Reforming Campaign Finance Reform

The Court's recent McCutcheon decision, brings up something I've been thinking about for a long time: How can we keep money and wealth from influencing lawmakers (the goal of most campaign finance reform) without limiting people's freedom to support whoever they want and to what ever extent they want (the principle the Supreme Court cited in the decision).

Currently campaign finance reform works by limiting funds, increasing disclosure and bribing candidates to forego fundraising. What if there were a way for people to give as much money to a candidate or a group of them without it influencing the officeholder at all?

I think I have a way, and here is how it would work.

Once a person files the paperwork to run for federal office, an account is set up for them at the FEC. There would also be accounts for each political party that fields candidates for federal office or PACs that want to influence them. If you want to give money to a candidate, party or PAC, you create and fund an account at the FEC, and transfer money from that fund to your candidates or causes.
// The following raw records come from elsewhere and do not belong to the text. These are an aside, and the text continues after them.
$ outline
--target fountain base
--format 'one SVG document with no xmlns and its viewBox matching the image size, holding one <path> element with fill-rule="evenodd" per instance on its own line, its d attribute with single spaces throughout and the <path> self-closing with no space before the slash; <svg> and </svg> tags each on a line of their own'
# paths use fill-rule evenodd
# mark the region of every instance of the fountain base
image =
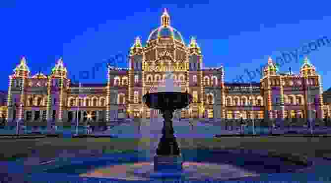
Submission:
<svg viewBox="0 0 331 183">
<path fill-rule="evenodd" d="M 182 154 L 173 155 L 154 155 L 154 171 L 162 172 L 179 172 L 183 170 Z"/>
</svg>

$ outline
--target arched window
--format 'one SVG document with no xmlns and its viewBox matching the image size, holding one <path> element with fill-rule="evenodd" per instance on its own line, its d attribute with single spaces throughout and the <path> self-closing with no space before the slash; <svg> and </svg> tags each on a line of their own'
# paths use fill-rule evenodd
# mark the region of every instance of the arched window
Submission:
<svg viewBox="0 0 331 183">
<path fill-rule="evenodd" d="M 214 103 L 214 99 L 213 95 L 209 94 L 208 95 L 208 103 L 209 104 L 213 104 Z"/>
<path fill-rule="evenodd" d="M 183 75 L 181 75 L 179 79 L 180 80 L 181 82 L 183 82 L 185 81 L 185 77 Z"/>
<path fill-rule="evenodd" d="M 138 75 L 134 75 L 134 83 L 138 83 Z"/>
<path fill-rule="evenodd" d="M 118 104 L 125 104 L 125 95 L 123 93 L 118 94 Z"/>
<path fill-rule="evenodd" d="M 40 106 L 41 105 L 41 98 L 38 97 L 37 99 L 37 105 Z"/>
<path fill-rule="evenodd" d="M 227 105 L 228 106 L 232 106 L 232 104 L 231 103 L 231 99 L 230 98 L 227 98 Z"/>
<path fill-rule="evenodd" d="M 138 91 L 134 91 L 133 93 L 134 103 L 138 103 Z"/>
<path fill-rule="evenodd" d="M 235 105 L 235 106 L 239 106 L 239 100 L 238 100 L 238 98 L 237 98 L 237 97 L 234 98 L 234 102 L 233 103 L 233 105 Z"/>
<path fill-rule="evenodd" d="M 209 86 L 209 77 L 206 76 L 203 78 L 203 82 L 204 83 L 204 85 Z"/>
<path fill-rule="evenodd" d="M 116 76 L 115 77 L 114 80 L 114 85 L 115 86 L 118 86 L 119 84 L 120 84 L 120 78 L 118 77 L 118 76 Z"/>
<path fill-rule="evenodd" d="M 29 99 L 29 106 L 32 106 L 33 105 L 33 99 L 32 98 L 30 98 Z"/>
<path fill-rule="evenodd" d="M 78 106 L 81 107 L 83 104 L 83 98 L 78 98 Z"/>
<path fill-rule="evenodd" d="M 93 107 L 97 107 L 98 106 L 98 99 L 97 98 L 94 98 L 92 99 L 93 103 Z"/>
<path fill-rule="evenodd" d="M 101 107 L 104 107 L 105 106 L 105 101 L 104 98 L 102 98 L 100 100 L 100 104 L 101 104 Z"/>
<path fill-rule="evenodd" d="M 195 75 L 193 76 L 193 83 L 198 83 L 198 80 L 197 79 L 197 75 Z"/>
<path fill-rule="evenodd" d="M 122 78 L 122 85 L 124 86 L 128 85 L 128 78 L 126 76 Z"/>
<path fill-rule="evenodd" d="M 245 106 L 247 104 L 247 100 L 246 99 L 246 98 L 241 98 L 241 105 L 242 106 Z"/>
<path fill-rule="evenodd" d="M 152 81 L 152 75 L 149 75 L 147 76 L 147 82 L 150 83 Z"/>
<path fill-rule="evenodd" d="M 85 100 L 85 102 L 86 103 L 86 107 L 90 107 L 90 98 L 87 98 L 86 100 Z"/>
<path fill-rule="evenodd" d="M 289 96 L 288 101 L 289 104 L 292 104 L 293 103 L 293 98 L 292 96 Z"/>
<path fill-rule="evenodd" d="M 69 100 L 69 101 L 70 101 L 70 104 L 69 104 L 69 107 L 72 107 L 72 106 L 73 106 L 74 105 L 75 105 L 75 104 L 74 104 L 75 103 L 76 103 L 76 102 L 75 102 L 75 101 L 76 101 L 75 100 L 75 100 L 74 98 L 70 98 L 70 100 Z"/>
<path fill-rule="evenodd" d="M 216 76 L 213 76 L 213 86 L 217 85 L 217 77 Z"/>
</svg>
Candidate websites would take you to the FEC donation website and there would be no cash collections allowed etc... You can give as much money as you want to anyone you want to, but you will not receive any sort of a receipt, account statement or cancelled check that shows WHO you gave money to.
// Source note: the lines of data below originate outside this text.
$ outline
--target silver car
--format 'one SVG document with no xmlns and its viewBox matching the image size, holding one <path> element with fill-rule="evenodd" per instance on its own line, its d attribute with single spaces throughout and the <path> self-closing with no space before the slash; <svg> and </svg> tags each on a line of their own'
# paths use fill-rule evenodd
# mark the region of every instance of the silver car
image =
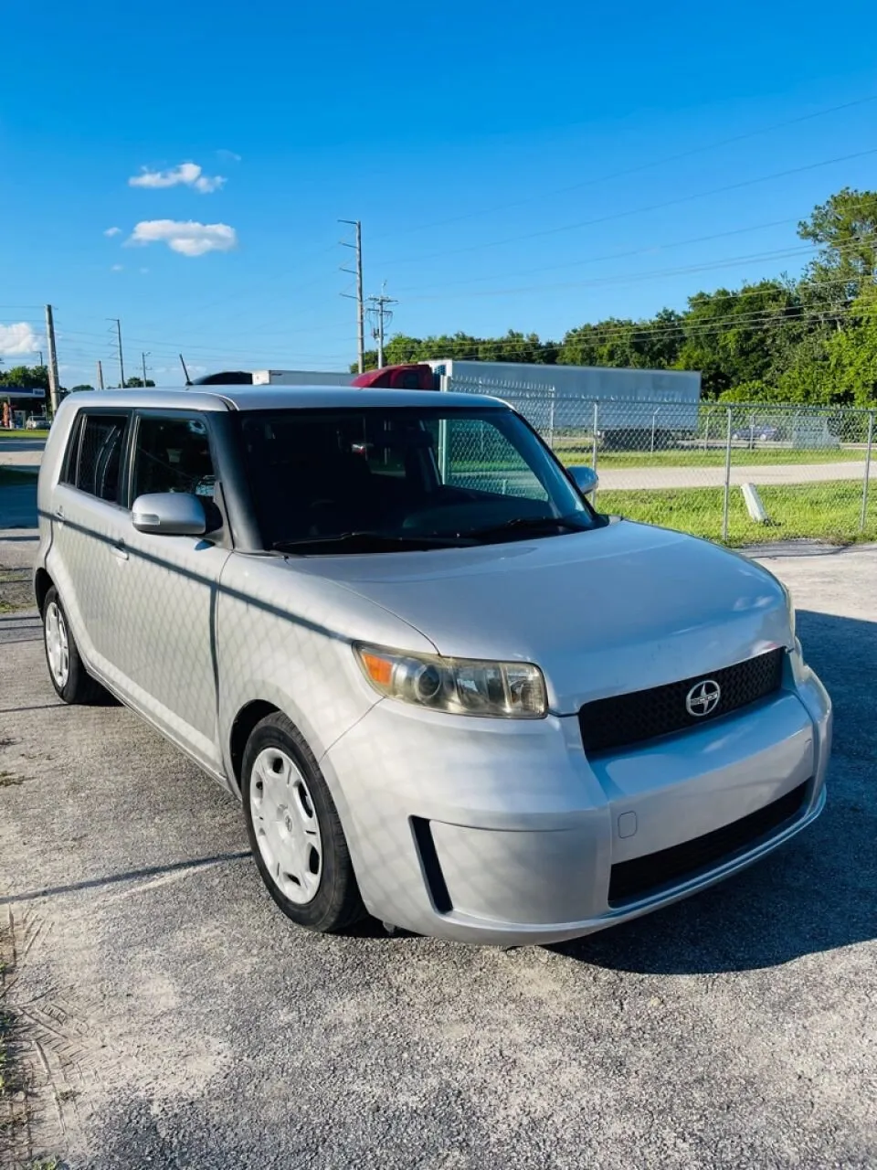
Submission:
<svg viewBox="0 0 877 1170">
<path fill-rule="evenodd" d="M 477 395 L 74 395 L 39 486 L 51 681 L 239 797 L 302 925 L 636 917 L 819 815 L 831 707 L 771 573 L 594 486 Z"/>
</svg>

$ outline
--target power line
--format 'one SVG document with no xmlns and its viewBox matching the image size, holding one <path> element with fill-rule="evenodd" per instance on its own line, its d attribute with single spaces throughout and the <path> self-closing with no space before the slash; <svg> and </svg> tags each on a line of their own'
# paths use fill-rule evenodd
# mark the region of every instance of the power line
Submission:
<svg viewBox="0 0 877 1170">
<path fill-rule="evenodd" d="M 116 337 L 118 344 L 118 358 L 119 358 L 119 387 L 125 385 L 125 357 L 122 352 L 122 318 L 120 317 L 108 317 L 108 321 L 116 322 Z"/>
<path fill-rule="evenodd" d="M 553 195 L 568 194 L 571 191 L 581 191 L 585 187 L 598 186 L 601 183 L 610 183 L 613 179 L 623 179 L 631 174 L 640 174 L 643 171 L 651 171 L 657 166 L 665 166 L 669 163 L 679 163 L 682 159 L 692 158 L 696 154 L 703 154 L 711 150 L 718 150 L 721 146 L 731 146 L 734 143 L 746 142 L 748 138 L 755 138 L 759 135 L 772 133 L 774 130 L 783 130 L 786 126 L 794 126 L 801 122 L 809 122 L 813 118 L 821 118 L 827 113 L 836 113 L 840 110 L 849 110 L 856 105 L 864 105 L 868 102 L 877 101 L 877 94 L 868 95 L 866 97 L 855 98 L 852 102 L 842 102 L 840 105 L 829 105 L 822 110 L 815 110 L 813 113 L 802 113 L 799 117 L 789 118 L 786 122 L 775 122 L 769 126 L 759 126 L 755 130 L 750 130 L 743 135 L 734 135 L 731 138 L 723 138 L 714 143 L 707 143 L 705 146 L 695 146 L 691 150 L 681 151 L 676 154 L 667 154 L 664 158 L 652 159 L 649 163 L 640 163 L 636 166 L 624 167 L 621 171 L 613 171 L 609 174 L 601 174 L 593 179 L 585 179 L 582 183 L 574 183 L 567 187 L 557 187 L 554 191 L 540 192 L 538 195 L 530 195 L 526 199 L 516 199 L 506 204 L 493 205 L 492 207 L 482 207 L 474 212 L 464 212 L 461 215 L 453 215 L 449 219 L 434 220 L 431 223 L 419 223 L 415 227 L 403 228 L 394 232 L 385 232 L 382 235 L 377 236 L 378 240 L 384 240 L 388 235 L 402 235 L 410 232 L 423 232 L 433 227 L 444 227 L 448 223 L 458 223 L 465 219 L 472 219 L 478 215 L 495 215 L 497 212 L 507 211 L 512 207 L 523 207 L 532 202 L 543 202 L 545 199 L 551 199 Z"/>
<path fill-rule="evenodd" d="M 386 288 L 386 282 L 384 284 Z M 370 315 L 374 319 L 374 326 L 372 329 L 372 337 L 378 343 L 378 369 L 380 370 L 384 365 L 384 337 L 386 329 L 393 321 L 393 310 L 389 308 L 392 304 L 399 304 L 393 297 L 385 294 L 384 288 L 381 289 L 380 296 L 370 296 L 368 303 L 372 308 L 368 310 Z"/>
<path fill-rule="evenodd" d="M 677 195 L 674 199 L 665 199 L 660 204 L 649 204 L 644 207 L 633 207 L 624 212 L 612 212 L 609 215 L 599 215 L 595 219 L 579 220 L 575 223 L 565 223 L 560 227 L 543 228 L 539 232 L 526 232 L 523 235 L 507 236 L 504 240 L 489 240 L 485 243 L 472 243 L 465 248 L 454 248 L 451 250 L 435 252 L 427 256 L 403 256 L 399 260 L 385 260 L 384 266 L 422 263 L 427 260 L 444 259 L 446 256 L 460 256 L 464 253 L 481 252 L 483 248 L 499 248 L 507 243 L 518 243 L 522 240 L 537 240 L 546 235 L 558 235 L 562 232 L 575 232 L 582 227 L 594 227 L 599 223 L 608 223 L 612 220 L 626 219 L 630 215 L 644 215 L 648 212 L 662 211 L 664 207 L 677 207 L 681 204 L 693 202 L 697 199 L 709 199 L 711 195 L 724 194 L 727 191 L 741 191 L 744 187 L 752 187 L 759 183 L 768 183 L 772 179 L 783 179 L 790 174 L 803 174 L 806 171 L 815 171 L 822 166 L 833 166 L 835 163 L 849 163 L 854 158 L 864 158 L 868 154 L 877 153 L 877 146 L 868 150 L 855 151 L 851 154 L 838 154 L 836 158 L 822 159 L 819 163 L 808 163 L 805 166 L 794 166 L 785 171 L 774 171 L 771 174 L 761 174 L 754 179 L 741 179 L 739 183 L 728 183 L 721 187 L 711 187 L 707 191 L 698 191 L 688 195 Z"/>
<path fill-rule="evenodd" d="M 511 276 L 532 276 L 536 273 L 552 273 L 559 271 L 565 268 L 579 268 L 582 264 L 599 264 L 607 260 L 628 260 L 630 256 L 643 256 L 649 255 L 654 252 L 669 252 L 671 248 L 684 248 L 691 243 L 707 243 L 711 240 L 723 240 L 732 235 L 746 235 L 750 232 L 761 232 L 768 227 L 785 227 L 788 223 L 796 223 L 797 219 L 781 219 L 781 220 L 767 220 L 764 223 L 753 223 L 750 227 L 736 227 L 727 232 L 711 232 L 709 235 L 696 235 L 688 240 L 672 240 L 665 243 L 652 243 L 641 248 L 631 248 L 628 252 L 607 252 L 602 256 L 582 256 L 579 260 L 568 260 L 562 264 L 540 264 L 538 268 L 523 268 L 513 273 L 504 273 L 504 277 Z M 468 281 L 451 281 L 447 284 L 434 284 L 430 282 L 430 288 L 462 288 L 469 284 L 481 284 L 484 281 L 492 280 L 492 274 L 489 276 L 474 276 Z M 413 292 L 416 291 L 419 285 L 412 285 L 409 288 L 401 288 L 400 292 Z"/>
</svg>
Periodically, the FEC will send checks to candidates with a certain percentage of the donated money (perhaps randomly selected within a narrow band, or perhaps using smoothing) to disguise large donations and prevent donors from trying to time them as proof of donations. "Hey did you see that big bump this week? That was me."
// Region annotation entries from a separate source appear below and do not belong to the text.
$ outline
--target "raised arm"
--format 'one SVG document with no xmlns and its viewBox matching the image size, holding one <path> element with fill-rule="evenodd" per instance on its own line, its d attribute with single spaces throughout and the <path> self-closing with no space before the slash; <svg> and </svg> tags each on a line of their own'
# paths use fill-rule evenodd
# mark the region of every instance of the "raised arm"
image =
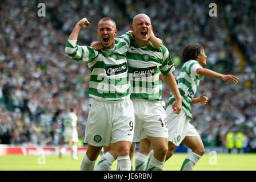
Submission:
<svg viewBox="0 0 256 182">
<path fill-rule="evenodd" d="M 90 25 L 89 22 L 86 18 L 83 18 L 80 20 L 75 26 L 73 31 L 71 33 L 69 37 L 69 40 L 77 40 L 77 37 L 78 36 L 80 30 L 82 28 L 86 28 Z"/>
<path fill-rule="evenodd" d="M 97 56 L 98 52 L 91 47 L 77 44 L 77 38 L 80 30 L 89 26 L 90 23 L 86 18 L 80 20 L 75 26 L 69 37 L 65 47 L 65 52 L 69 57 L 78 62 L 90 62 Z"/>
<path fill-rule="evenodd" d="M 165 84 L 173 93 L 175 98 L 175 101 L 173 103 L 171 106 L 172 109 L 175 113 L 179 114 L 181 113 L 182 109 L 181 104 L 182 98 L 181 97 L 181 93 L 179 92 L 176 80 L 171 73 L 169 73 L 166 76 L 163 75 L 163 80 Z"/>
<path fill-rule="evenodd" d="M 197 73 L 201 76 L 213 78 L 219 78 L 231 84 L 237 84 L 238 82 L 238 78 L 235 76 L 232 75 L 223 75 L 207 68 L 198 68 L 197 69 Z"/>
</svg>

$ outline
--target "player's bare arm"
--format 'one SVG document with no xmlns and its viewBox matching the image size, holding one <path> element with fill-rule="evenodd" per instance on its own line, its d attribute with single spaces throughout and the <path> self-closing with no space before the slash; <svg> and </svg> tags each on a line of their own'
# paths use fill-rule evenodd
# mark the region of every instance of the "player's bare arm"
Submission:
<svg viewBox="0 0 256 182">
<path fill-rule="evenodd" d="M 197 73 L 201 76 L 213 78 L 219 78 L 231 84 L 237 84 L 238 82 L 238 78 L 234 75 L 223 75 L 207 68 L 198 68 L 197 69 Z"/>
<path fill-rule="evenodd" d="M 175 101 L 173 102 L 173 105 L 171 105 L 172 109 L 175 113 L 179 114 L 182 109 L 181 104 L 182 98 L 181 97 L 181 93 L 178 89 L 176 80 L 171 73 L 170 73 L 167 76 L 163 76 L 163 79 L 165 84 L 173 93 L 175 98 Z"/>
<path fill-rule="evenodd" d="M 77 37 L 78 36 L 80 30 L 82 28 L 86 28 L 90 25 L 89 22 L 86 18 L 83 18 L 80 20 L 75 26 L 73 31 L 71 33 L 69 37 L 69 40 L 77 40 Z"/>
<path fill-rule="evenodd" d="M 201 103 L 203 106 L 205 105 L 208 102 L 208 98 L 205 96 L 205 93 L 203 93 L 200 97 L 193 98 L 191 104 Z"/>
</svg>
A donor can even ask for a refund, and if the candidate still has the money in their account, it will come back to them.

At some point in time after the race is over, or perhaps after the candidate is no longer in office or is no longer seeking office, the FEC will release a list of all the people who donated to that candidate/campaign and how much they gave  (and how much they asked to be refunded). For donations to parties or PACs, disclosure will come a certain number of years after the person closes their account (and is this no longer actively trying to influence elections).  For business donations to parties and PACs it would have to be a certain number of years after the campaign, and it would have to be many years - like 20.

The whole point is to keep candidates from knowing who is giving them money, and how much they are giving them. If they don't know, it can't influence them. Certainly people will TELL candidates they just gave them some money, and where there is trust based on shared beliefs, the candidate will likely believe them. Candidates getting money from like-minded donors is not the problem. The problem is candidates getting money from donors who want something the candidate would otherwise not support. But even then, the candidate can never really know if a person gave them money until it is too late to do anything about it.

This will mean no more dinners for big donors, or trips to the White House for bundlers and such because no one will know who the big donors are. And that's a good thing. It should also result in less money going in (since many donors will lose interest without the hope of currying favor)

This should reduce the quid-pro-quo element of campaign fundraising. It should allow for people to give all they want to give. It would create more privacy in the short run, but more disclosure in the long run.